CrossFit as an organization has started taking note of this and is now recruiting doctors to become CrossFit trainers so they can inform their patients of the benefits of CrossFit instead of simply handing out medication for every symptom. The last series of the CrossFit games included athletes in their 40s to 60s who had lost large amounts of weight, cured their diabetes or got off all their blood pressure medications by following a disciplined exercise program at their gym.
But what about CrossFit’s reputation as a sport where people can get injured or end up with the dreaded “rhabdo”? Many doctors and Physical Therapists are not enamored with CrossFit because they are the ones who see folks getting injured and having to do rehab or even surgery. Concerns about the dangers of CrossFit and lack of information keep many who should be doing it on the sidelines.
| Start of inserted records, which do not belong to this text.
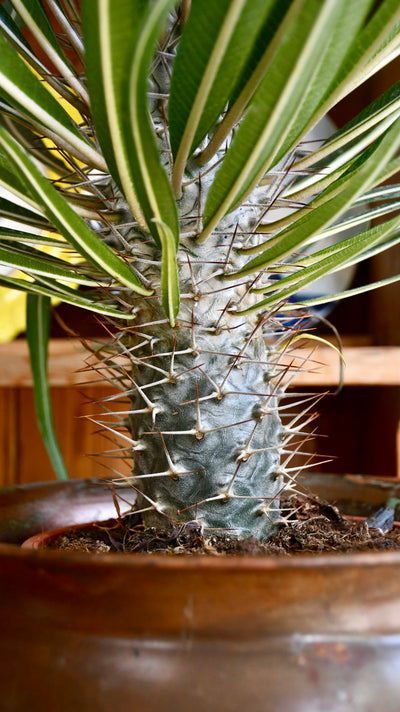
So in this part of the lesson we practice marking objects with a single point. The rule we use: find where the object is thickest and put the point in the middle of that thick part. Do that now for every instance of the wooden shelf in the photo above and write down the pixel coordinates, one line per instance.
(365, 365)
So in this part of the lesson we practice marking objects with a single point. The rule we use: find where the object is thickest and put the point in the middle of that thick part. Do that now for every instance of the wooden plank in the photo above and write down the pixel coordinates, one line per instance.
(364, 365)
(9, 425)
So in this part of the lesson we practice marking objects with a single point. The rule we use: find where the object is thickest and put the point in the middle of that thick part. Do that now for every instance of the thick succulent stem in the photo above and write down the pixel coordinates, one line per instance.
(205, 417)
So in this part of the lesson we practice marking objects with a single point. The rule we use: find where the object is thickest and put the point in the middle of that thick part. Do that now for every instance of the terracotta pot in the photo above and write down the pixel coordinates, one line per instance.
(115, 633)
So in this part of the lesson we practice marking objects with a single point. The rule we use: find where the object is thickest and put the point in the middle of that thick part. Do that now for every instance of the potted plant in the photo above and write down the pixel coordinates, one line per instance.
(160, 146)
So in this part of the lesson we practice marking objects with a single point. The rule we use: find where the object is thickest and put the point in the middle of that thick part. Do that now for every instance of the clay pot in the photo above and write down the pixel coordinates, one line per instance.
(115, 632)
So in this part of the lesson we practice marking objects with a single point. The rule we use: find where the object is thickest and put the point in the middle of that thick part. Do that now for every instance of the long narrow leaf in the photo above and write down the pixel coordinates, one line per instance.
(35, 18)
(63, 293)
(9, 210)
(67, 222)
(300, 232)
(216, 44)
(110, 29)
(21, 88)
(35, 262)
(303, 40)
(169, 274)
(152, 184)
(38, 327)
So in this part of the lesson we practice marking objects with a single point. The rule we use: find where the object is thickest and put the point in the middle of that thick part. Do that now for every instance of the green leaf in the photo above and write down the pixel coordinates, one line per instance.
(151, 181)
(63, 293)
(21, 88)
(367, 54)
(110, 29)
(303, 229)
(297, 55)
(10, 210)
(35, 18)
(169, 274)
(120, 40)
(36, 262)
(66, 221)
(330, 260)
(38, 327)
(10, 29)
(216, 43)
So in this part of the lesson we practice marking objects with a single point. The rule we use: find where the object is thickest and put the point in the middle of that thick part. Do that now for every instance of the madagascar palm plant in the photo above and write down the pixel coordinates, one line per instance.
(157, 153)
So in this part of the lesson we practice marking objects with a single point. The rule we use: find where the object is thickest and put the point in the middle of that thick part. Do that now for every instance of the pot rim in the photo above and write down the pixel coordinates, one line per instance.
(193, 561)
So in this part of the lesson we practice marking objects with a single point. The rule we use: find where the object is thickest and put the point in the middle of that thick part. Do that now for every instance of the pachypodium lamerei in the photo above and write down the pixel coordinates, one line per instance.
(167, 140)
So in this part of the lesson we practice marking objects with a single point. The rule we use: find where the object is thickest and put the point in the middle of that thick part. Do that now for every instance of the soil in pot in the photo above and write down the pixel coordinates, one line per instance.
(315, 527)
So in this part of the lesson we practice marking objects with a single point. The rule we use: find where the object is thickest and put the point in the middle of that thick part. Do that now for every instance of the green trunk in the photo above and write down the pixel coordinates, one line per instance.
(205, 414)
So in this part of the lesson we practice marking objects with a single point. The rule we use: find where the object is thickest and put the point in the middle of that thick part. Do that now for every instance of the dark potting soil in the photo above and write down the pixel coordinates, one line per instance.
(314, 527)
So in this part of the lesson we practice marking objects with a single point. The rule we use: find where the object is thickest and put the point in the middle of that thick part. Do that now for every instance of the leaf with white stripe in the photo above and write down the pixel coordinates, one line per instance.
(303, 229)
(110, 29)
(169, 274)
(9, 210)
(298, 50)
(151, 181)
(35, 262)
(61, 292)
(66, 221)
(216, 43)
(35, 18)
(21, 88)
(37, 332)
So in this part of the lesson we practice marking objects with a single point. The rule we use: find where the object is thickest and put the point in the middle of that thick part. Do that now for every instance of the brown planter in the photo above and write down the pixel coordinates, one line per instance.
(115, 633)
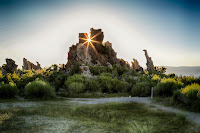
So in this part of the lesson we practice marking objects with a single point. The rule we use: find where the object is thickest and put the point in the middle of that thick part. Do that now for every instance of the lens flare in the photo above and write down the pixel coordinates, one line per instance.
(89, 41)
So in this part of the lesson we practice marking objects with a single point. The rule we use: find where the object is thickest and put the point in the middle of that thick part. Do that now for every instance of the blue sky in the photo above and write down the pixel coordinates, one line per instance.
(44, 30)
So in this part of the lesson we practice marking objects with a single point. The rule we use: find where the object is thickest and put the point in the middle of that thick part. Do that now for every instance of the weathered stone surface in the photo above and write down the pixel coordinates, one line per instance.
(27, 65)
(86, 71)
(94, 52)
(136, 66)
(96, 35)
(83, 37)
(108, 44)
(9, 67)
(150, 66)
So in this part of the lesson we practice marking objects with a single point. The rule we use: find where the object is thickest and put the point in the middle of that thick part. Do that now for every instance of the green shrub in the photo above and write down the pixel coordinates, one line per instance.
(191, 91)
(188, 80)
(8, 90)
(120, 86)
(112, 85)
(97, 70)
(76, 87)
(105, 83)
(39, 89)
(92, 85)
(156, 77)
(74, 78)
(141, 89)
(166, 87)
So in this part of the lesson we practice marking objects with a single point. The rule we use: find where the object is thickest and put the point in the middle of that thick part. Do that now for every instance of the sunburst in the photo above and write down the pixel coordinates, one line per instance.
(88, 42)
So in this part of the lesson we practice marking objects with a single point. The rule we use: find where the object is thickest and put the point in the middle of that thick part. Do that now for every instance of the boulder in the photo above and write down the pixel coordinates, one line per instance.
(150, 66)
(93, 52)
(27, 65)
(136, 66)
(9, 67)
(86, 71)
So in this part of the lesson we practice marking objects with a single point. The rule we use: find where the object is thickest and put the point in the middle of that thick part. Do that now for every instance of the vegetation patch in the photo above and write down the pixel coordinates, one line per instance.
(39, 89)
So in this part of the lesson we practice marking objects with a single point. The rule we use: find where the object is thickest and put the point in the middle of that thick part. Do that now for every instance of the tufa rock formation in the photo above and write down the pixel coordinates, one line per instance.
(9, 67)
(150, 66)
(136, 66)
(93, 52)
(27, 65)
(86, 71)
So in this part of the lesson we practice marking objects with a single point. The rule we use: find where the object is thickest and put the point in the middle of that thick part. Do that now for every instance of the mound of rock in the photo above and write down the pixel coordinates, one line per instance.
(150, 66)
(9, 67)
(92, 51)
(136, 66)
(27, 65)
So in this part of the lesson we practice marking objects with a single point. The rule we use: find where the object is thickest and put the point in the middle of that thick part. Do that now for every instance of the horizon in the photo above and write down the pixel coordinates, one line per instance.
(44, 30)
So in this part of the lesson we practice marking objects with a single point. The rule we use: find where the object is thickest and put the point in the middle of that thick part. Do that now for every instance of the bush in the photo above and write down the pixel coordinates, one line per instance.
(105, 83)
(156, 77)
(112, 85)
(189, 96)
(92, 85)
(8, 90)
(120, 86)
(74, 78)
(97, 70)
(76, 87)
(39, 89)
(141, 89)
(166, 87)
(188, 80)
(192, 91)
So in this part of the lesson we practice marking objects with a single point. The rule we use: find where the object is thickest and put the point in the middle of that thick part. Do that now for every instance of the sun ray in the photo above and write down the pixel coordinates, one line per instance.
(87, 49)
(83, 43)
(83, 38)
(94, 48)
(96, 35)
(95, 41)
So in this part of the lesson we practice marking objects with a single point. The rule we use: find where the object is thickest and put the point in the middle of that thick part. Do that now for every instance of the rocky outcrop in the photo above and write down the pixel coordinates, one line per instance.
(86, 71)
(27, 65)
(9, 67)
(96, 35)
(136, 66)
(93, 52)
(150, 66)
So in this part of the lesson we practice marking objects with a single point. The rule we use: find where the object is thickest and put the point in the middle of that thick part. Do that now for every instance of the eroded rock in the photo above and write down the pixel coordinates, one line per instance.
(86, 71)
(27, 65)
(150, 66)
(94, 52)
(136, 66)
(9, 67)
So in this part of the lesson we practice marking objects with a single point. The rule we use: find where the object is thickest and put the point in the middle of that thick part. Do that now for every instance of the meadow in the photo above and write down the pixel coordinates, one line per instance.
(41, 104)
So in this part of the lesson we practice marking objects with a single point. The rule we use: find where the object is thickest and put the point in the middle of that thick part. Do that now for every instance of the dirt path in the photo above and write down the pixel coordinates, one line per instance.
(194, 117)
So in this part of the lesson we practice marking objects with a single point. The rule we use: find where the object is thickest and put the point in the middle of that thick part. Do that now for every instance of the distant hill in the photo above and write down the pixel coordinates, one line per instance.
(184, 70)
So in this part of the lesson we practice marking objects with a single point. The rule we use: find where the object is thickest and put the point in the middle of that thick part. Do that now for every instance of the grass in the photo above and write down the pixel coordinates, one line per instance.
(93, 95)
(168, 101)
(62, 116)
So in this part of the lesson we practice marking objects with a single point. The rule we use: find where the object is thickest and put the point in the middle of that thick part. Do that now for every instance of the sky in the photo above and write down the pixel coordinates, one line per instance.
(43, 30)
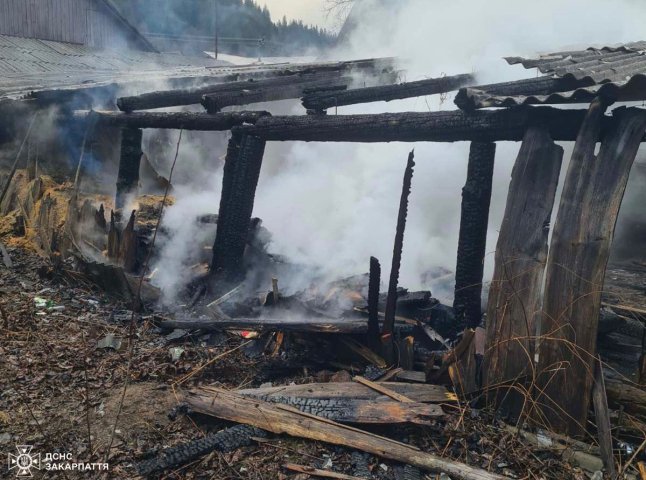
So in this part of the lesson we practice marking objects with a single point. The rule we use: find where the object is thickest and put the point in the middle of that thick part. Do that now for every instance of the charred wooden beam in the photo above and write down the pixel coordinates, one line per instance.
(216, 102)
(530, 86)
(172, 120)
(324, 100)
(225, 440)
(391, 301)
(352, 410)
(193, 96)
(417, 392)
(474, 219)
(451, 126)
(373, 301)
(128, 176)
(521, 253)
(265, 324)
(283, 419)
(241, 172)
(592, 194)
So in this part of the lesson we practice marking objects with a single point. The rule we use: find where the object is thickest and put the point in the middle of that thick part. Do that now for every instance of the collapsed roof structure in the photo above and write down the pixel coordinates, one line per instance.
(555, 283)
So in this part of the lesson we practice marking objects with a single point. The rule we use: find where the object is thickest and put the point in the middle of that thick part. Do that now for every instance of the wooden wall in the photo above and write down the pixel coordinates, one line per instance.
(88, 22)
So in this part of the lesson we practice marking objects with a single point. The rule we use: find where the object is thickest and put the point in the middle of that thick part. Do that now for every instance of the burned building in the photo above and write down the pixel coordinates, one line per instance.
(535, 359)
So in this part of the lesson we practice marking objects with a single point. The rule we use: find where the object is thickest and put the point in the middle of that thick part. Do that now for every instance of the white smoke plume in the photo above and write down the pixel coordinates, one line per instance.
(334, 205)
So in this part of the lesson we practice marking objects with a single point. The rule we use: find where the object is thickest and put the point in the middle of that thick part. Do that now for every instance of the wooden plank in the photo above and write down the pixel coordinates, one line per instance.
(521, 254)
(602, 417)
(323, 100)
(380, 410)
(592, 194)
(419, 393)
(381, 389)
(171, 120)
(241, 173)
(317, 472)
(472, 241)
(447, 126)
(282, 419)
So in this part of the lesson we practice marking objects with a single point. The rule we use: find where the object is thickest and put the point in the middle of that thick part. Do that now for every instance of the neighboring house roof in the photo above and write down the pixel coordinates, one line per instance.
(142, 40)
(615, 72)
(32, 68)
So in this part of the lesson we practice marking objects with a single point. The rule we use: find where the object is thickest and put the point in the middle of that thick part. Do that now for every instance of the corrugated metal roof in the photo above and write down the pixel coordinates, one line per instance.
(602, 65)
(632, 90)
(30, 65)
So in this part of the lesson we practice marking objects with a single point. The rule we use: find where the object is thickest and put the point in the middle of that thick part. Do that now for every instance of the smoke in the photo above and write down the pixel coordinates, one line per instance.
(332, 205)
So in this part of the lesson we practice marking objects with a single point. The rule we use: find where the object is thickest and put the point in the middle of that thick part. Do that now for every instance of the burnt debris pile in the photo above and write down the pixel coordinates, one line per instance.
(552, 363)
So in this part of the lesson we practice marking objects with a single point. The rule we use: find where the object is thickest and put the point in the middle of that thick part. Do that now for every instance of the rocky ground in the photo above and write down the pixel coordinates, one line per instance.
(66, 355)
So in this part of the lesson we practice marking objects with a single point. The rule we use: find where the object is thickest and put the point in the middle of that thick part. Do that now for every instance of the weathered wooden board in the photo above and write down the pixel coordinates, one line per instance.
(579, 250)
(285, 419)
(521, 255)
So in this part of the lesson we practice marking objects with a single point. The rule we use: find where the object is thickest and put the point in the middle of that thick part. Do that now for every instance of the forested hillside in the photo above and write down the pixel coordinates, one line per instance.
(237, 19)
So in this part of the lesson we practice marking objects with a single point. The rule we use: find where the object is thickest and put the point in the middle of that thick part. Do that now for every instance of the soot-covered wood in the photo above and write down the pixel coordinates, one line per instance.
(241, 173)
(192, 96)
(450, 126)
(324, 100)
(476, 197)
(521, 253)
(592, 194)
(128, 176)
(173, 120)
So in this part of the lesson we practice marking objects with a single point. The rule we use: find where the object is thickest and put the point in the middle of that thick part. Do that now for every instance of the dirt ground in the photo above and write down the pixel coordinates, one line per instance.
(61, 393)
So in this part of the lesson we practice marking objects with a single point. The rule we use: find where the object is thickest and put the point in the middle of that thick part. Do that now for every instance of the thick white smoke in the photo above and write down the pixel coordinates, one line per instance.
(333, 205)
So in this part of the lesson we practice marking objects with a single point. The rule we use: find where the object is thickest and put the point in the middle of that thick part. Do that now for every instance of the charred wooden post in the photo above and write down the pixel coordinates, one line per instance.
(323, 100)
(241, 172)
(451, 126)
(128, 176)
(172, 120)
(128, 246)
(193, 96)
(592, 194)
(213, 103)
(476, 197)
(391, 300)
(373, 301)
(521, 253)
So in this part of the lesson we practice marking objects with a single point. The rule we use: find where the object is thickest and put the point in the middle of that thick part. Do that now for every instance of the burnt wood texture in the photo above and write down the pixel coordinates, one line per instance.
(452, 126)
(173, 120)
(474, 219)
(323, 100)
(592, 194)
(241, 172)
(521, 254)
(128, 176)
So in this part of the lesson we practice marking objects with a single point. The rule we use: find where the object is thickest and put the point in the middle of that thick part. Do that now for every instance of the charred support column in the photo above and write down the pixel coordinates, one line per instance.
(128, 176)
(521, 254)
(241, 173)
(476, 197)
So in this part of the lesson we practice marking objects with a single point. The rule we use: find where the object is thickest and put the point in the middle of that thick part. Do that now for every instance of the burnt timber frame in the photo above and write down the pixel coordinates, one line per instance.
(321, 101)
(128, 176)
(241, 172)
(514, 302)
(580, 246)
(474, 220)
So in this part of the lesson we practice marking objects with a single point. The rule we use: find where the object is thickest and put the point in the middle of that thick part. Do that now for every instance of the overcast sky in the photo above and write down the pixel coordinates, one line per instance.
(310, 11)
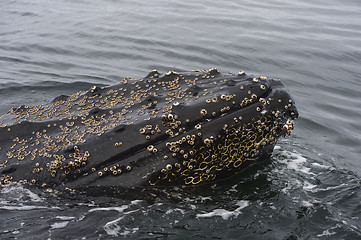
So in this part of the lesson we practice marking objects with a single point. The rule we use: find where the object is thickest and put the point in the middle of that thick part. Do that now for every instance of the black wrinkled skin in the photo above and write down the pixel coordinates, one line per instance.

Practitioners who are familiar with the sport will tell you that it’s not the sport itself that’s dangerous but more often it’s the way it is executed that leads to injury.
So, if you are thinking about dipping your toe in the water or having a sip of the CrossFit Kool-Aid and you have questions or concerns, here are a few strategies to help you get fit and stay well.
Five ways to avoid injury in CrossFit
- Listen to your coach. All CrossFit coaches have been through a training program and an exam to get their certification. They plan each workout carefully for your safety and benefit. At the beginning of each class they will have a short talk to explain each exercise and for the class to ask questions.
- Scale and Modify. Each work out has specified weights or skills that are considered RX, or as prescribed. Rx is something to aspire to but not necessary to do on every workout. Some people in the class can work out at this level, many people have to scale (reduce) the weight or modify the movement. This allows people of diverse skill and fitness levels to work out together in the same class. This also allows athletes to focus on the skill first and the weight second.
- Give your body time to catch up. CrossFit is transformative because it puts stress on your muscles, bones and joints. Eventually your body responds by becoming more flexible, losing fat, getting stronger and becoming more skillful. For this to happen, your body needs time. To avoid an injury, it is important to find your level and advance slowly. Improvement can happen over weeks, months or even years. So, it’s important to give your body time to respond and adapt to your new activity level.
- Show up. As with any new habit, if you only do it once or twice a week, you will not get the results you are looking for. At a minimum you should come 3 times a week and as soon as you can tolerate it, shoot for 4 or 5 times a week. A good strategy is to pick a time of day when you are usually available such as first thing in the morning or on your way home from work. Get your spouse involved or find a buddy to keep you accountable and make you go on the days you don’t feel like it.
- Be proactive about injuries. As with all sports and physical activities, some injuries are inevitable. The problem comes when people get injured and decide to take a week off. That week stretches to a month then 6 months and then you are back where you started. A better strategy is to have a Physical Therapist you can call as soon as you think you have an injury or even if you have an old injury that you think might flare up. Being proactive like this leads to fewer missed days and less chances of getting derailed on the way to your goals.